Recuerdo que esa noche, del sábado para el domingo, no pude dormir por la ansiedad que me dominaba. Elucubraba: Messa no va a estar; no me dejarán entrar al camarín; el partido se va a suspender por lluvia; Achá no es dirigente y solo me hará hacer barra; algo raro va a pasar, pero mi anhelo no se va a concretar…  Volvía a dar otra vuelta entre las sábanas y pensaba: le voy a dar un abrazo; le pediré el autógrafo soñado; ojalá me regale su polera o, mejor, sus cachos. Pasado el mediodía dominguero comencé a hacer guardia en la casa de mi genio hacedor de sueños y cuando me di cuenta ya estaba en la recta general del Lastra: enfundado en un chaleco del Tigre que me prestaron y debía devolver al final del partido, gritaba ¡estronguer, estronguer!, al son de un chullu-chullu hecho de madera y tapacoronas de cerveza.

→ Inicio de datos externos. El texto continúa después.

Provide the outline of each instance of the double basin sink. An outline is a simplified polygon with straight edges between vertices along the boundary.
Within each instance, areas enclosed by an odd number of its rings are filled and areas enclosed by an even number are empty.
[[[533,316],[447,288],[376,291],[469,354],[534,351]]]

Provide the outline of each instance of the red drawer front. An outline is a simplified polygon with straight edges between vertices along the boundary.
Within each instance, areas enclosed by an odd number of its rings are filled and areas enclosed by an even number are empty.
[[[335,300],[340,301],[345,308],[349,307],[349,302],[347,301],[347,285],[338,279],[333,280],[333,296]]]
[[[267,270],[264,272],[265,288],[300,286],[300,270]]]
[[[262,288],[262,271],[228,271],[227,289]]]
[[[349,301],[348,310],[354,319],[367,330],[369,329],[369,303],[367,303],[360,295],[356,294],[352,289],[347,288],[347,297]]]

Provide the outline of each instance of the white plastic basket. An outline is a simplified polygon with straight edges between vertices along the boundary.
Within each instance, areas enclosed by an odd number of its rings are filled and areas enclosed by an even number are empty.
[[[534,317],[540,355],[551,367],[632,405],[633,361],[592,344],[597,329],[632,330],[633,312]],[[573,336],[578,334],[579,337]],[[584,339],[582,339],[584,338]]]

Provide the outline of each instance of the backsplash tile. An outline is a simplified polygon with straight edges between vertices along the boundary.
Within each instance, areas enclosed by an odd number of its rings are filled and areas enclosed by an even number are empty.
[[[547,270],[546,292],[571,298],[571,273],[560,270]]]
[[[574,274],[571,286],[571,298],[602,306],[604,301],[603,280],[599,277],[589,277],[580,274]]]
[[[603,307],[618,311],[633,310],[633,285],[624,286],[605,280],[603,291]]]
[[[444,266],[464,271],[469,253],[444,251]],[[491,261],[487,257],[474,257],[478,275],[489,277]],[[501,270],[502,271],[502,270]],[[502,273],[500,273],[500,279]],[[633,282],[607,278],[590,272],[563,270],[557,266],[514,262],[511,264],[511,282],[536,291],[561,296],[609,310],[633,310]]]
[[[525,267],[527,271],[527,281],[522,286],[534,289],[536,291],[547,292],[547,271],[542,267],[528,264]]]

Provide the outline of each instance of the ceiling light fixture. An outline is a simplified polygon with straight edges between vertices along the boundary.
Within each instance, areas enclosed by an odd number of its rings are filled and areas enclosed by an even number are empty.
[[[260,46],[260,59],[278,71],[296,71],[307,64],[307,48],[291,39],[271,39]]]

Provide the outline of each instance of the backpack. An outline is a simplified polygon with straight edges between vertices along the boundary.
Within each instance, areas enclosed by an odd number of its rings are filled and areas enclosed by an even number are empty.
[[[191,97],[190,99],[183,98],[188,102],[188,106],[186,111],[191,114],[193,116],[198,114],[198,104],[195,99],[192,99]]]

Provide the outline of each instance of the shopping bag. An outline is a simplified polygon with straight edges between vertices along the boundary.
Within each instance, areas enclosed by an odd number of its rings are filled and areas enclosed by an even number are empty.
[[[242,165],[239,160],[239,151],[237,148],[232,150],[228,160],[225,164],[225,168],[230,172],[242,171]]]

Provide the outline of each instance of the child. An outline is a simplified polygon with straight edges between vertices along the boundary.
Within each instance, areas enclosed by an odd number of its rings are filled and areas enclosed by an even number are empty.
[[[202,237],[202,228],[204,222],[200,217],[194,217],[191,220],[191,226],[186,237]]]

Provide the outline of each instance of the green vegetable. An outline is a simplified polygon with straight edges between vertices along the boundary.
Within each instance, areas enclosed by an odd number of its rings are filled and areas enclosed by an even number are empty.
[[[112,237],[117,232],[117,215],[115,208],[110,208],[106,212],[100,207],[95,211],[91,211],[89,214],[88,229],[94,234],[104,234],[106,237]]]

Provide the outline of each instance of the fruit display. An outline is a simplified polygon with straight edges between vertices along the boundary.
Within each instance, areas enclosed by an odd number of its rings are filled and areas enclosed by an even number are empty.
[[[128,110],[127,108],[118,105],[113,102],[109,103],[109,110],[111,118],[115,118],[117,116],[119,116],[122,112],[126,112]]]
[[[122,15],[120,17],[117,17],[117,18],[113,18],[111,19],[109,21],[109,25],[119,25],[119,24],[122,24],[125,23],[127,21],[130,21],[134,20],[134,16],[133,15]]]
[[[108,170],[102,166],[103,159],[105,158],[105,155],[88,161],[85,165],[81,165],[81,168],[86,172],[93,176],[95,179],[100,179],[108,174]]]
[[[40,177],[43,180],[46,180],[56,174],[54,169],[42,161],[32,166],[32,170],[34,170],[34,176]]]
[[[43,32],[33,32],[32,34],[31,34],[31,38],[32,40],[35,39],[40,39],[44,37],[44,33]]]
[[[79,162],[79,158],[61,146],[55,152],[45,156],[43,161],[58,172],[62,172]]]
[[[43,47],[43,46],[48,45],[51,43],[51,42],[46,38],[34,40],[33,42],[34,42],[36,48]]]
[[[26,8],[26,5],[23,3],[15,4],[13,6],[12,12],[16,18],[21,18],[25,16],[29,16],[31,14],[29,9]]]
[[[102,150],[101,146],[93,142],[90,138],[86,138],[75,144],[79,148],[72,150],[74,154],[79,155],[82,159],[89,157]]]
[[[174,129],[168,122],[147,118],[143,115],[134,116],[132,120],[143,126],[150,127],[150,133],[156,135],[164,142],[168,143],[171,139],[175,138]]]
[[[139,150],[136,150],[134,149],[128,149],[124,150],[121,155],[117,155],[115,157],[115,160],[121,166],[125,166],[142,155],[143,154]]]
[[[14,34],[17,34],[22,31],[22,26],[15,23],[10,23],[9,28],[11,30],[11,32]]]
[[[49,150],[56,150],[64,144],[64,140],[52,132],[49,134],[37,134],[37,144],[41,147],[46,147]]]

Me quedé ronco, nunca dejé de alentar, bajo la mirada vigilante de quien ya se imaginarán.

Confieso que fue uno de los partidos más largos que me tocó presenciar. En él, Ovidio hizo un gol y todos en la tribuna enloquecimos. Todos menos él, porque cuando Ovidio hacía un gol, por muy importante o vistoso que fuera, no lo festejaba. Serio como siempre, apenas le daba una palmadita en el trasero a los compañeros que se le acercaban para congratularlo por la conquista. Cuando acabó el juego, Achá me tomó de la mano y corrimos hacia el vestuario. Mis rodillas temblaban, mi corazón amenazaba con romperme el pecho. De pronto se abrió la puerta y fue como entrar al paraíso: olor a fricción Vita, jugadores con torsos desnudos y sudorosos, gritos de algarabía, abrazos, algunos reporteros con micrófono y auriculares, el utilero corriendo presuroso para rescatar las camisetas y los cortos. Y casi al final del camarín, sentado en una banca de madera, agachado, desatándose los cordones de los botines estaba él, Ovidio. Levantó la mirada y saludó a Achá. Yo quedé petrificado, sin atinar a hacer o decir algo, como si hubiera visto un fantasma. “Hola muchacho”, me dijo y me extendió la mano. Recuerdo que me preguntó si me había gustado el partido, mas no recuerdo qué le respondí. Cuando me sobrepuse a tan mágico momento estábamos saliendo del estadio, camino de vuelta al barrio, allí donde ahora ansiaba llegar lo más rápido posible para contarles a mis amigos y a quien quisiera escucharme lo que había sido ese mi paso fugaz por el edén.

Varias décadas después, ambos trabajando como cónsules, tuve la suerte de volver a darle la mano a Ovidio. Por vergüenza o algo parecido no le conté nada sobre nuestro “primer encuentro”. Al sentirlo tan cerca volví a emocionarme como esa tarde en el Lastra. Miles de imágenes volvieron a mi mente: mis pósters del “Hoy” en la pared, su golazo de la primera final liguera contra Oriente el 77, sus palmaditas en el trasero, su seriedad, nuestro saludo, nuestras cachañitas en el barrio y esa certeza infantil de que Ovidio era un dios, por tanto inmortal, distinto a nosotros, simples mortales.

Después de la noticia que nos llegó este jueves desde España, me ratifico en mis sospechas: Ovidio no se murió, porque tipos que juegan a la pelota como lo hacía él no pueden morirse. Presumo que en el partido que se juega “allá arriba”, el Gran DT precisaba un talentoso 10 y lo llamó a Messa. Es eso. Te encomiendo, querido, Ovidio que nos guardes un lugarcito en la tribuna de por allá, para que cuando sea nuestro turno, volvamos a gritar tus goles y salgamos corriendo hacia el camarín para ver si esta vez nos animamos a pedirte ese autógrafo y esa camiseta tan soñados cuanto ausentes. Gracias por todo, maestro.